Tuesday, February 19, 2008

The pine siding of the barn was darkened by the night's rain. I say the night's, but it also rained throughout the previous day, and the day before, and before. For weeks, or months, or years it fell, in unnatural persistence; sheets and sheets of gray rain. It pounded the trees, and grass, and bare earth violently--a great, watery siege on this earthen city. Little by little, the world, the barn, the fields and trees, began to starve. The deep green of life faded into the dull gray of the rain, everyday a little more. The trees hunched over, seemed to twist and darken, shedding their lively leaves. Naked, they jutted cruelly into the sky like tangled barbed-wire. Shamefacedly, the young flowers bent and kissed the gray-black earth.
The two humans, boy and girl, brother and sister, had watched the siege from the barn loft. Through sheltered eyes they had observed the sky's dealing of death upon their grass and earth. They saw the contortions, the gray-fading scape. They saw all that they loved (excluding one another) stripped of it's beauty. Or perhaps they only thought they saw. It was always dark while it rained, and the rain never stopped. Perhaps they had only feared that they should see, and their eyes gave life to nonexistent terror. Or, perhaps it was worse. Perhaps that same gray acted upon them—the life already half-drawn from their pale cheeks, like the young flowers. She happened to keep a picture of before. To her, the ever-still mixture of red-ploughed clay and rolling green, the proud, un-painted barn, and the majestic trees looked like an artist's rendition of some alien world. She knew it must be her own. Or at least, she knew that it had been. But that world was gone, lost in the torrent. "The world altogether gone, and we, only a dream. Why should we be more real than those shadows outside, beneath the heavy rain." The boy and girl began to twist their thoughts to the blinding presence of the rain. Jagged, tangled thoughts entered, darkened their minds.

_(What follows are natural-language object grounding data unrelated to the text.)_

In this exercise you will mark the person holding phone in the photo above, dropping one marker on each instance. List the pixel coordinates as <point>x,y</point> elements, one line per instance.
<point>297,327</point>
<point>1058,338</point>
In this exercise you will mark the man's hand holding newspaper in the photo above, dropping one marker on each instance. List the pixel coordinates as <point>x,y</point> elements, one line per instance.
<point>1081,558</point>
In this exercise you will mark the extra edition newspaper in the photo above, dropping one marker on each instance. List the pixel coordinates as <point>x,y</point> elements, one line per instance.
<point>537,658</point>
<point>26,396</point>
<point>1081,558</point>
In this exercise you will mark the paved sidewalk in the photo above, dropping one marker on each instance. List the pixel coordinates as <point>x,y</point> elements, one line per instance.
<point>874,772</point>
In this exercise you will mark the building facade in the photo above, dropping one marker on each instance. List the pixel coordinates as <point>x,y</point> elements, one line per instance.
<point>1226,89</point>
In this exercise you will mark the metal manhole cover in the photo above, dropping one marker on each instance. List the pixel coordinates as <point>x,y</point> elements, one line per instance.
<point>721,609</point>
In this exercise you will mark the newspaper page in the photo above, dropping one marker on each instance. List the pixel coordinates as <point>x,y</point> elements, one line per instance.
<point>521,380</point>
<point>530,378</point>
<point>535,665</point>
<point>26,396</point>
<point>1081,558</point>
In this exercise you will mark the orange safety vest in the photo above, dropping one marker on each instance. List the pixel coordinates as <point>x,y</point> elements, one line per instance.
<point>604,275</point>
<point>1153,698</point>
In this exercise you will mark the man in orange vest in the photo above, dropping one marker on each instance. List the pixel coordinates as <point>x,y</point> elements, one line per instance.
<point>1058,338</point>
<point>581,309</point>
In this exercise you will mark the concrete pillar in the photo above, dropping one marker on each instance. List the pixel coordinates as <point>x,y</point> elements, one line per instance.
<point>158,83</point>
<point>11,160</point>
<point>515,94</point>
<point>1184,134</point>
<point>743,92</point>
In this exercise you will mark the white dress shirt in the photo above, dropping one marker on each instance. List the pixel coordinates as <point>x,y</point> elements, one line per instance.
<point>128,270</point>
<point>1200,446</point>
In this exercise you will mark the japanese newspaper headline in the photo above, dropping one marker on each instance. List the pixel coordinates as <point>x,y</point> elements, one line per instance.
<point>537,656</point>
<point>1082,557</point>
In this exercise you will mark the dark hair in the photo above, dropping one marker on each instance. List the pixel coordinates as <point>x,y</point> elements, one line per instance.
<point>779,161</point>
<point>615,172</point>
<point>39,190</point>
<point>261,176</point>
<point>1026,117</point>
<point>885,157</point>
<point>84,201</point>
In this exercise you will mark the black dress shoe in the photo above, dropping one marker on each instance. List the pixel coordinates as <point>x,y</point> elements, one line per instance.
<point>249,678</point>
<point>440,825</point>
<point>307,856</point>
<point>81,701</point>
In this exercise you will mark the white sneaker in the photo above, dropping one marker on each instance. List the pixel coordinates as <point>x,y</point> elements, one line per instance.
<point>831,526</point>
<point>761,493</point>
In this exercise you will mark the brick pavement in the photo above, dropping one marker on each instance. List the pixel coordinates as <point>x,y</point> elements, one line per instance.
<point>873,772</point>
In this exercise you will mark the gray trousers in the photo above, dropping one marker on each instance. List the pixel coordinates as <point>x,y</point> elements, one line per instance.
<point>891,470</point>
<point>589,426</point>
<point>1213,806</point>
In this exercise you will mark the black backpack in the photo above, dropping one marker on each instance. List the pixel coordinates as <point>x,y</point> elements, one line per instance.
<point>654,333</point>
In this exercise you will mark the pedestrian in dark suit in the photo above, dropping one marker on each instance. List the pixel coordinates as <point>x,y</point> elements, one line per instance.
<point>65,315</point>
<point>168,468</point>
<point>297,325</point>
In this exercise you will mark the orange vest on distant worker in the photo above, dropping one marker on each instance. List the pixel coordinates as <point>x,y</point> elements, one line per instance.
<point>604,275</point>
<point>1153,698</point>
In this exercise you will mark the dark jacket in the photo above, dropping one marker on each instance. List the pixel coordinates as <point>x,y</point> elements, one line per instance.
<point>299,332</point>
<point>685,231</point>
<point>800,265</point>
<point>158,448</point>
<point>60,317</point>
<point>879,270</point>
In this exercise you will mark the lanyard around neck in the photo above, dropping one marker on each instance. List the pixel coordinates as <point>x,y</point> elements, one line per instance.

"Can you still see the trees outside?" She asked, her head very still, looking into the empty dark rain.
He walked lazily to the opening, he didn't seem to care very much. "I think so...Well, I don't know."
"What did they look like?"
"They looked cruel...before that, I...can't remember." He began to cry, quickly stopped, and again turned his gray eyes to the emptiness. She didn't notice, she couldn't. It didn't matter anyway.
"I never saw them before."
"No, I don't suppose I did either. I don't suppose we can see anything. I can't see you...I can't hear you."
"No, it's gone. Goodbye."
"Why 'goodbye'?"
After a pause, "I don't know."

The next morning, however, they leaned against the damp planks of the barn wall, smiling, talking, shielding their eyes from the sun.